В когтях багряного зверя - Роман Глушков 21 стр.


Вот только как же Убби? На буксире ему придется сразиться как минимум с двумя десятками головорезов. И даже если часть из них угодит под обстрел «Торментора», врагов все равно останется слишком много даже для Сандаварга. Да и сам он может легко нарваться в такой свалке на стрелу Габора…

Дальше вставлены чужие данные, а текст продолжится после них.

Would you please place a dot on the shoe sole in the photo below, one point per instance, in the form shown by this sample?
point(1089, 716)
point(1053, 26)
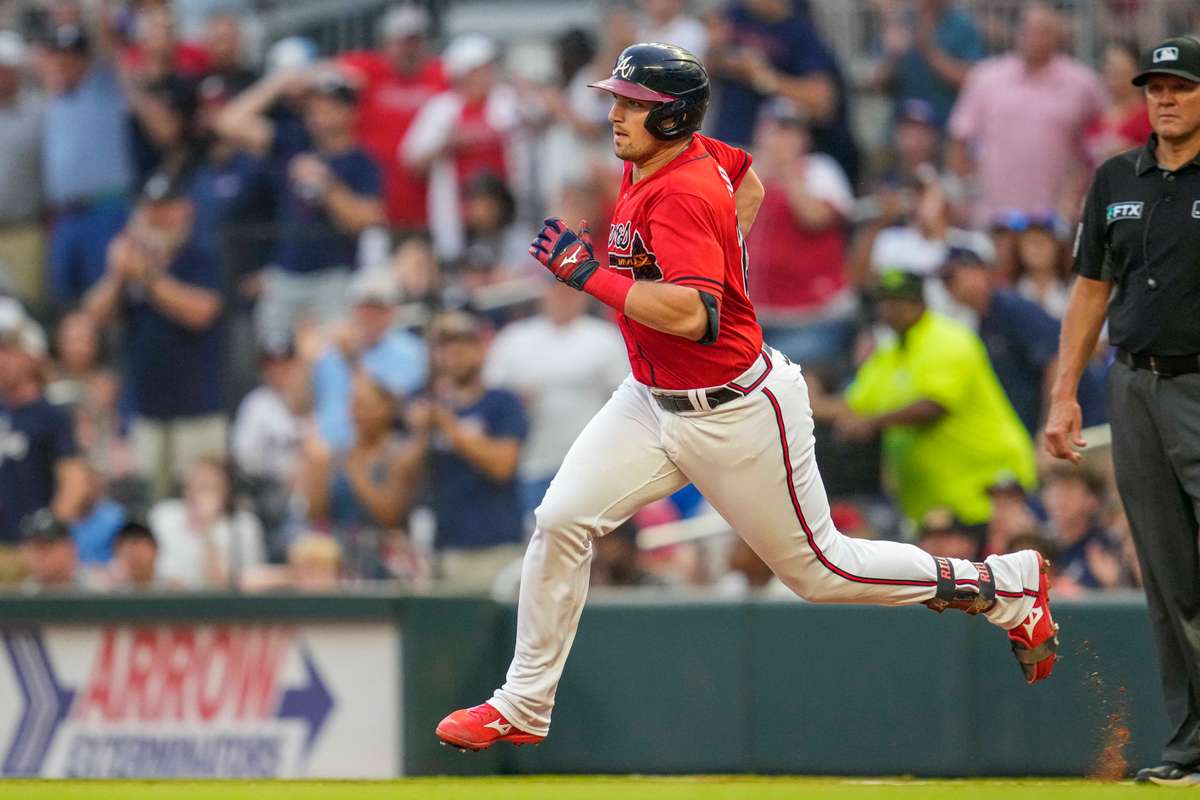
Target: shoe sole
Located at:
point(450, 740)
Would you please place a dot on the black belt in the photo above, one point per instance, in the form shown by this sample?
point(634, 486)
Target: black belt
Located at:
point(696, 398)
point(1164, 366)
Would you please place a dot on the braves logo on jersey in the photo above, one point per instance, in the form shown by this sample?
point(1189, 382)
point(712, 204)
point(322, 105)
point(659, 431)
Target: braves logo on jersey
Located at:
point(628, 251)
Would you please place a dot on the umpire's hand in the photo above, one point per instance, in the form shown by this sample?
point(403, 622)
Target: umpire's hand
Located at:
point(1065, 429)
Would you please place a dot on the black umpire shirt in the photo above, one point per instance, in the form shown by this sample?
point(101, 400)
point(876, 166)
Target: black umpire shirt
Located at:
point(1141, 229)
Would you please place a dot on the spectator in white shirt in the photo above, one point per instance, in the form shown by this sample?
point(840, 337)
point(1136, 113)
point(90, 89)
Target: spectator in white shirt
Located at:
point(204, 542)
point(564, 365)
point(665, 20)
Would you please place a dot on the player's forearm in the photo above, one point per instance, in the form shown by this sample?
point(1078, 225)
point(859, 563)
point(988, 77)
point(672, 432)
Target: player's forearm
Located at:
point(1080, 331)
point(923, 411)
point(667, 307)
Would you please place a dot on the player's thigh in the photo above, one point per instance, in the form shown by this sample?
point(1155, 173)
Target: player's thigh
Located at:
point(615, 467)
point(755, 465)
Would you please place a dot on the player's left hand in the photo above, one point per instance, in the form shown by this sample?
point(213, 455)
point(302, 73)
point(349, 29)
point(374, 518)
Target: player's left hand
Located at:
point(569, 256)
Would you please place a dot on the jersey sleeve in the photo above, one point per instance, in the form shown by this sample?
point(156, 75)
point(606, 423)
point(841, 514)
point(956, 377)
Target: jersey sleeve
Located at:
point(685, 241)
point(1091, 238)
point(735, 161)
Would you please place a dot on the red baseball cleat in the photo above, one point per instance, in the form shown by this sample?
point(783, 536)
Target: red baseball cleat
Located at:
point(1036, 638)
point(481, 727)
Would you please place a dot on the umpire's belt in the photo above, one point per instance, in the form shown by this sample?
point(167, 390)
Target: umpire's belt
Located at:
point(1164, 366)
point(706, 400)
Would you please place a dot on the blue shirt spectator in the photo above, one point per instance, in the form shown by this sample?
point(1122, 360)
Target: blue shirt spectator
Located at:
point(941, 34)
point(34, 437)
point(792, 49)
point(473, 510)
point(1023, 342)
point(173, 370)
point(309, 238)
point(397, 361)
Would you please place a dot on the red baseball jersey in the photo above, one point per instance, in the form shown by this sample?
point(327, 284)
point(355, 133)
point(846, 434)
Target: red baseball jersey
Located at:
point(681, 226)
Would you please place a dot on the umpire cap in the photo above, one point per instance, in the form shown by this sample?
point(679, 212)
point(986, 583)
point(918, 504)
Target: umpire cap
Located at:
point(666, 74)
point(1175, 56)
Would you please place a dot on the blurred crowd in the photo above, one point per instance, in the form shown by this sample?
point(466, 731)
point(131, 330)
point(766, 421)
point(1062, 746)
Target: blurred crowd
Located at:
point(269, 323)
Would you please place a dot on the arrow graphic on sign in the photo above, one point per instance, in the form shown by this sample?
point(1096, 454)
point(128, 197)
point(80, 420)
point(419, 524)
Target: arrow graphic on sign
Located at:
point(311, 703)
point(47, 703)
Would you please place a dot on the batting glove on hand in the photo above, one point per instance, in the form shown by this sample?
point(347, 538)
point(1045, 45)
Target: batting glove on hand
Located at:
point(567, 254)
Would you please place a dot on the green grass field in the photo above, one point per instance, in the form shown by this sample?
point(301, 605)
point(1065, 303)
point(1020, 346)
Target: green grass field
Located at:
point(573, 788)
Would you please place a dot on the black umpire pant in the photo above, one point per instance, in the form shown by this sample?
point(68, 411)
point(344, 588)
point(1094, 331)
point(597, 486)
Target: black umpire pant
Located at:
point(1156, 449)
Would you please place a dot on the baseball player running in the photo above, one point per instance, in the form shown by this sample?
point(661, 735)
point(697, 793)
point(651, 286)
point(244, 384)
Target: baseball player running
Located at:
point(708, 404)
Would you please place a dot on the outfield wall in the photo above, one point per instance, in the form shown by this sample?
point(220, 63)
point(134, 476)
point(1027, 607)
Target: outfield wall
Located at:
point(353, 687)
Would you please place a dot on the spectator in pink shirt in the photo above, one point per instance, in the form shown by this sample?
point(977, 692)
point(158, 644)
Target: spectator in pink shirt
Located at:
point(1019, 121)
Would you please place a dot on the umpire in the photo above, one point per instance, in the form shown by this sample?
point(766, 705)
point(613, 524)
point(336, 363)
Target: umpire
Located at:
point(1141, 235)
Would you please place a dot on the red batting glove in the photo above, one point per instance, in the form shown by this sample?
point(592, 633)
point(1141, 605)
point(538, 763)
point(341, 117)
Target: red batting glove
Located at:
point(568, 256)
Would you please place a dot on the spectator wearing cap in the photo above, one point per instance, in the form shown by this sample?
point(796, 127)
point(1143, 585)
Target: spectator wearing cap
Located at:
point(88, 167)
point(372, 340)
point(1019, 122)
point(667, 20)
point(799, 284)
point(40, 463)
point(1074, 498)
point(563, 364)
point(947, 427)
point(929, 46)
point(166, 288)
point(135, 559)
point(1021, 340)
point(204, 541)
point(48, 554)
point(161, 83)
point(225, 46)
point(264, 441)
point(363, 493)
point(466, 131)
point(473, 437)
point(330, 196)
point(396, 80)
point(22, 241)
point(763, 48)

– Все ясно? – повторил Сандаварг, не дождавшись от меня ответа.

– Нет!..

Сказано это было громко и не мной. И не Сенатором. Поэтому и я, и он, и Убби вздрогнули от неожиданности и посмотрели на Владычицу, что ни с того ни с сего решила вмешаться в разговор.

– Нет! – вновь категорически заявила она. Голос ее дрожал, но звучал решительно и был слышен не только на буксире, но и, возможно, на дальнобое. – Достаточно крови! Мне не нужны ваши жизни, какие вы хотите отдать за меня, господа! Это благородно, но сегодня я недостойна такой жертвы! Вы уже сполна помогли мне, и огромное вам за это спасибо!.. – И, повернувшись к буксиру, осведомилась: – Домар Виллравен! Вы клянетесь, что отпустите этих людей, если я снова присоединюсь к вашему скваду?

– Я клянусь, что не убью этих людей здесь и сейчас, – отозвался Кирк, высказавшись, надо заметить, достаточно откровенно. – Однако не обещаю, что оставлю их в живых, если мы столкнемся с ними в будущем. По крайней мере с Сандаваргом нам еще наверняка предстоит встретиться и многое обсудить.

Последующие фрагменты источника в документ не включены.